Let $S$ be the set of arithmetic sequences $(a_n)_n$ in $\mathbb{Z}$, i.e. there exists $d\in\mathbb{Z}$ such that $\forall n\in\mathbb{N}: a_{n+1} -a_n=d$.
What is the cardinality of $S$?
I thought about it as all the functions from $\mathbb{N}\rightarrow\mathbb{Z}$, so that gives ${\aleph _0}^ {\aleph _ 0} $.
The answer was the same but the conclusion was due to the face that you can choose $a_n\in\mathbb{Z}$ and $d\in\mathbb{Z}$.

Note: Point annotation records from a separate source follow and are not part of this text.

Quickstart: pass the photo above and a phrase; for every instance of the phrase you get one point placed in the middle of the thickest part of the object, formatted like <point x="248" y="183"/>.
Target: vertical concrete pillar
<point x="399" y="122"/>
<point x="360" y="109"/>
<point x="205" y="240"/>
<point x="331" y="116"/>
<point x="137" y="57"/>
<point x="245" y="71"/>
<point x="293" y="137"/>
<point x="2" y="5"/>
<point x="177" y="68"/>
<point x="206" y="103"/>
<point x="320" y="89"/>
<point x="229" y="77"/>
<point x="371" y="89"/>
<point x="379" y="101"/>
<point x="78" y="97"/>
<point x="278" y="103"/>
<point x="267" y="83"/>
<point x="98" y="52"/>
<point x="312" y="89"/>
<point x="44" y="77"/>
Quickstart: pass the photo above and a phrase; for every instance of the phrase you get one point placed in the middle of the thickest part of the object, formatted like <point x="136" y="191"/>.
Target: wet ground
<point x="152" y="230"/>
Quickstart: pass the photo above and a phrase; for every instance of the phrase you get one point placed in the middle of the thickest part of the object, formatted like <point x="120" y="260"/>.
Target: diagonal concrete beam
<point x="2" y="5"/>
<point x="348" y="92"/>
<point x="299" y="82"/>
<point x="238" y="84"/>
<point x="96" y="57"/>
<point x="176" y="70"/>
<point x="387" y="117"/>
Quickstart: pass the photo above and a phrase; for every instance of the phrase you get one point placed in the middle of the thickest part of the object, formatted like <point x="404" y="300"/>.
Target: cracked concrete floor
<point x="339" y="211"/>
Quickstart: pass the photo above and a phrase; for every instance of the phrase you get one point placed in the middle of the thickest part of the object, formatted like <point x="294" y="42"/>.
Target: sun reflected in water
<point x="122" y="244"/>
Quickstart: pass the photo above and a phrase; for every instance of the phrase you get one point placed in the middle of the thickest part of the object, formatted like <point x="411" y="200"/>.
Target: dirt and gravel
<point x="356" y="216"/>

Is my conclusion is right?
No, not quite.
Arithmetic sequences are determined by the difference $d$ of two subsequent terms and the initial value $a_0$. That is, there is a bijection $$S\longrightarrow\mathbb{Z}\times\mathbb{Z}$$ $$(a_n)_n\longmapsto (d,a_0)$$ The inverse map is given by $a_n=a_0+n\cdot d$.
Therefore the cardinality is
$$|S|=|\mathbb{Z}\times\mathbb{Z}|=|\mathbb{Z}|=\aleph_0$$
This is strictly smaller than $\aleph_0^{\aleph_0}=2^{\aleph_0}=|\mathbb{R}|$.